The COVID-19 pandemic has turned our world upside down. Children across the world are home from school, flights have been grounded, borders closed, big and small businesses shut down, and humanity has altogether been upended.
The spread of the virus seems to borrow heavily from the permutations class in mathematics. Sadly. According to data by the United Nations, it took the world three months to reach 100,000 confirmed cases of infection. The next 100,000 happened in just 12 days. The third took four days: the fourth, only one and a half.
“We are at war with a virus – and not winning it,” said United Nations Secretary-General António Guterres during a G-20 Virtual summit on the Covid-19 pandemic on 26th March. “This war needs a war-time plan to fight it”, he added.
That means a whole lot. The Secretary-General went ahead to appeal to conflict protagonists to stop. The world is at war with coronavirus, and conflict – now more than ever before – doesn’t make any sense. During a BBC TV interview the Secretary-General added that this is the time for international cooperation on global supply chain issues, best practices and managing the movement of populations.
But the extraordinary circumstances in which we find ourselves, affirm the critical point that was made in 2015 at the launch of the UN the Sustainable Development Goals: that humanity needs to pull together and stand together. Governments, civil society, businesses, and representatives of various interest groups need to join hands driven by purpose rather than profit, interests, and short-term gain to ensure that no one is left behind. There can’t be a time that this reality has become starker than this poignant moment when humanity faces an enemy who is choosing neither class nor race nor creed.
As government and policymakers move in to shore up the public health infrastructure to take care of the ill, businesses and other interest groups must step in to offer the secondary and tertiary lines of support and defense so that we can all come out of this stronger.
Right around the world, different businesses are stepping in different ways. Manufacturing lines have been adjusted to produce the much-needed medical equipment to support the frontline soldiers: The medical professionals. I’ve also seen those who are literally buying food packs and distributing them to the most vulnerable.
All these efforts are commendable. Yet so much more remains to be done, and the requisite assessments by all of us need to be continuous.
In the immediate aftermath of the reportage of the first case in Kenya, we at Safaricom took it upon ourselves to see how we could pivot our network, assets and products to respond to the pandemic both in the short and long term.

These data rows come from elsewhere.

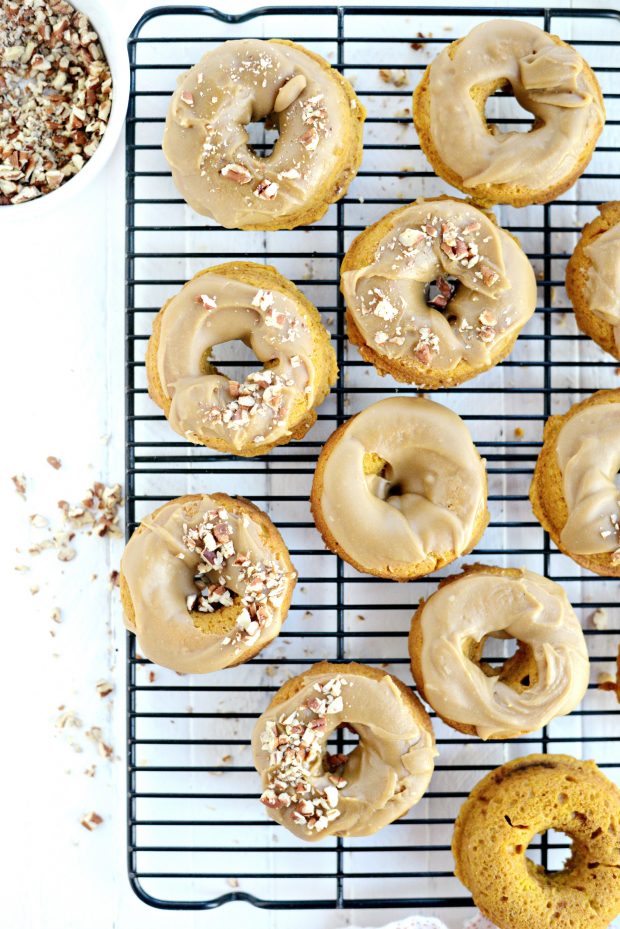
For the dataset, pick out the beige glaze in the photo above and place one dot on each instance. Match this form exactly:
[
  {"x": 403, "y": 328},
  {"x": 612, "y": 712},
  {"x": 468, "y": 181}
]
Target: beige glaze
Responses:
[
  {"x": 496, "y": 294},
  {"x": 531, "y": 609},
  {"x": 159, "y": 571},
  {"x": 604, "y": 278},
  {"x": 588, "y": 453},
  {"x": 383, "y": 777},
  {"x": 548, "y": 79},
  {"x": 206, "y": 142},
  {"x": 440, "y": 478},
  {"x": 212, "y": 309}
]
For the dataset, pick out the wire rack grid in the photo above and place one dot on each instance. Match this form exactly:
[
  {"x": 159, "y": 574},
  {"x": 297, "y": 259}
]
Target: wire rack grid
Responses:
[{"x": 198, "y": 837}]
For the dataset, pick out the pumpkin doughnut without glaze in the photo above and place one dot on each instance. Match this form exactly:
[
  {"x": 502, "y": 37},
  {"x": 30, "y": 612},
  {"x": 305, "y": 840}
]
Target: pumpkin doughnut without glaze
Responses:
[
  {"x": 313, "y": 161},
  {"x": 507, "y": 810},
  {"x": 206, "y": 582},
  {"x": 573, "y": 492},
  {"x": 256, "y": 305},
  {"x": 400, "y": 490},
  {"x": 546, "y": 677},
  {"x": 436, "y": 292},
  {"x": 548, "y": 78},
  {"x": 316, "y": 794},
  {"x": 593, "y": 279}
]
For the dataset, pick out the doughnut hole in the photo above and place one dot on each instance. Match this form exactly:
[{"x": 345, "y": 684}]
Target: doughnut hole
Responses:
[
  {"x": 497, "y": 100},
  {"x": 222, "y": 621},
  {"x": 439, "y": 293},
  {"x": 234, "y": 359},
  {"x": 380, "y": 476},
  {"x": 335, "y": 762},
  {"x": 263, "y": 133},
  {"x": 517, "y": 671}
]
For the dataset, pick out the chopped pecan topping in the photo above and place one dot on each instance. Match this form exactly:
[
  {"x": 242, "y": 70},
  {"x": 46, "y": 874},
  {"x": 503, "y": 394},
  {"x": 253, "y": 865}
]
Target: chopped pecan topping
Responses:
[
  {"x": 237, "y": 173},
  {"x": 56, "y": 90},
  {"x": 266, "y": 190},
  {"x": 295, "y": 744},
  {"x": 289, "y": 92},
  {"x": 310, "y": 139}
]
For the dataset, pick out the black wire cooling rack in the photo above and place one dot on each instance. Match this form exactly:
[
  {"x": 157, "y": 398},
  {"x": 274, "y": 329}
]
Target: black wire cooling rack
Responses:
[{"x": 198, "y": 837}]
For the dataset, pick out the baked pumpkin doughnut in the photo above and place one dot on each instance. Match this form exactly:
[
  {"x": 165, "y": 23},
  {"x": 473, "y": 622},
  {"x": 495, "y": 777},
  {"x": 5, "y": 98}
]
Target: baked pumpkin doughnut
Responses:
[
  {"x": 593, "y": 279},
  {"x": 548, "y": 78},
  {"x": 400, "y": 490},
  {"x": 206, "y": 582},
  {"x": 255, "y": 304},
  {"x": 510, "y": 807},
  {"x": 436, "y": 292},
  {"x": 316, "y": 794},
  {"x": 573, "y": 491},
  {"x": 315, "y": 158},
  {"x": 546, "y": 677}
]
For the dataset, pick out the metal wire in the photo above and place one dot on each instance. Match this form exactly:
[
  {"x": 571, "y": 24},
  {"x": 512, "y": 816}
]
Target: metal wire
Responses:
[{"x": 194, "y": 821}]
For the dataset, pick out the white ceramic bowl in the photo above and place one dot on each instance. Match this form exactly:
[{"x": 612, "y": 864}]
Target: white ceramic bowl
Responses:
[{"x": 113, "y": 36}]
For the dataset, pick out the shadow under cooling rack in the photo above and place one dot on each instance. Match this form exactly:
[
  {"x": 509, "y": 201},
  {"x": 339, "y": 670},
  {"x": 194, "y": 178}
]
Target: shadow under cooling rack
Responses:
[{"x": 197, "y": 835}]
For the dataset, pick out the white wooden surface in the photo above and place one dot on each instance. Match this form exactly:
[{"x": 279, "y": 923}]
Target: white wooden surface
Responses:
[{"x": 62, "y": 294}]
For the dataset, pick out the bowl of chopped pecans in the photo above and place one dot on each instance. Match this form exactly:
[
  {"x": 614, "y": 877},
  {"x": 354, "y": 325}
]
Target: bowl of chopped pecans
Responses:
[{"x": 64, "y": 86}]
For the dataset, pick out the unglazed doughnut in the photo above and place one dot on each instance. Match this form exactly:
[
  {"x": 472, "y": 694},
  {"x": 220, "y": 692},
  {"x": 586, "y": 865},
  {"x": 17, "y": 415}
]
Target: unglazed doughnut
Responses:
[
  {"x": 573, "y": 492},
  {"x": 400, "y": 490},
  {"x": 511, "y": 806},
  {"x": 593, "y": 279},
  {"x": 255, "y": 304},
  {"x": 314, "y": 160},
  {"x": 206, "y": 582},
  {"x": 315, "y": 794},
  {"x": 546, "y": 677},
  {"x": 485, "y": 292},
  {"x": 548, "y": 78}
]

We offered to reduce the cost of moving money but dropping what we charge for sending anything under Ksh1,000. We doubled, at no cost, the fiber-to-home capacity to support those working or studying from home or seeking alternatives means of keeping themselves busy at home via the Internet. We also partnered with KCB to announce a Ksh30 billion stimulus package that will go to supporting individuals and SMEs who draw a financial lifeline from KCB-MPESA.
Several other businesses and non-governmental organisations are beginning to evaluate the situation and identify possible areas where they can offer interventions.
Granted, the aforementioned responses will take shape in the fullness of time as the very fluid situation evolves, but every little additional help counts for our collective future. No one can tough this one out alone.
This is the one time when all businesses must discover the meaning of purpose; that we exist to place people before profit; that companies cannot thrive when the very communities we conduct business in are not thriving.
Right now, the consumers of the goods and services we provide are facing an existential threat as we all are. It behooves us to stand with our communities in every way, big and small, if we are going to save our collective future.